# Order from Orchid Inn



## Cat (May 7, 2015)

I got to meet Sam today and picked up some flask and a BS plant.

Paph. Sanderianum x Sib ('Twister' x 'Henry'), BS

Flasks List:
- OIN0014 Paph. Prince Edward of York (Sanderianum 'Lady in Red' x Rothschildianum 'Leo' SM/JOGA)
- OIN008 Wossner Black Wings (Rothschildianum 'Red Sea' x Adductum var. anitum 'Ace' AM/AOS)
- OIN0100 Paph. Stonei 'The Best' x Johanna Burkhart 'Strokes of Midnight' FCC/AOS
- OIM0079 Paph. Michael Koopowtiz (Philippinense 'Super Long Twister' x Sanderianum '90+')
- OIP0020 Paph. Rothschildianum x Sib ('Giant Wings' GM/WOC x 'X-Hot' SSM/JOGA)
- OIZ403 Paph. Rothschildianum x Sib ('New Horizon' FCC/AOS x 'Raptor' GM/JOGA)

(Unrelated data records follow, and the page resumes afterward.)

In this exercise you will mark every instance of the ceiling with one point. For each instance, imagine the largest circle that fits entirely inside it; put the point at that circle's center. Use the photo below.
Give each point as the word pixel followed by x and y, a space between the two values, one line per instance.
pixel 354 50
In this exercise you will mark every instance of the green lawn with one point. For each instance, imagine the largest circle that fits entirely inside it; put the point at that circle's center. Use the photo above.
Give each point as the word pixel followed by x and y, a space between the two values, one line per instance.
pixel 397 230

He also gave me this flask for free, OIH0126 Paph. Susan Booth (glanduliferum var. gardineri 'Dark Storm' x rothschildianum 'Perfection' GM/JOGA, FCC/AOS)

Very nice guy and can't wait to order from him again ^.^


----------



## troy (May 7, 2015)

A very smart thing to do, you did!! You have good taste of paphs!! Where did you see sam?


----------



## Cat (May 7, 2015)

Sam is on his way to Toronto today. He happened to be driving by my place (About 10 mins from my house) so I drove down to meet him at a Tim Horton's just off the 401.


----------



## papheteer (May 7, 2015)

Nice haul!!!


----------



## troy (May 7, 2015)

Lucky you!!!


----------



## Ozpaph (May 7, 2015)

great haul


----------



## Migrant13 (May 7, 2015)

Wow, what a mess of Paph's!


----------



## Marco (May 7, 2015)

Color me jealous. That PEOY is going to be awesome!


----------



## NYEric (May 7, 2015)

Score!


----------



## Silvan (May 7, 2015)

Nice haul! Are you going to keep them all for yourself?


----------



## Cat (May 7, 2015)

I'm only going to keep a couple from each flask. I'll have a lot to trade later.


----------



## cattmad (May 7, 2015)

good picks, some very good crosses in those flasks


----------



## hbathong (May 7, 2015)

Nice purchase. PM me if you want to share your Roths flasks. Thanks


----------



## MaryPientka (May 8, 2015)

Congratulations! Great buy.


----------



## ehanes7612 (May 8, 2015)

I got Yang Ji Hawk and shin yi williams x sanderianum ...best flasks I have ever seen from Sam


----------



## Justin (May 8, 2015)

you are going to have fun!

fyi when u deflask you dont have to separate the plants. just pot up the whole puck w agar intact and stick under a humidity dome with an opening for air.much easier.on the tender plantlets this way. you can also crack open the lid for 48 hours first to let them start hardening off.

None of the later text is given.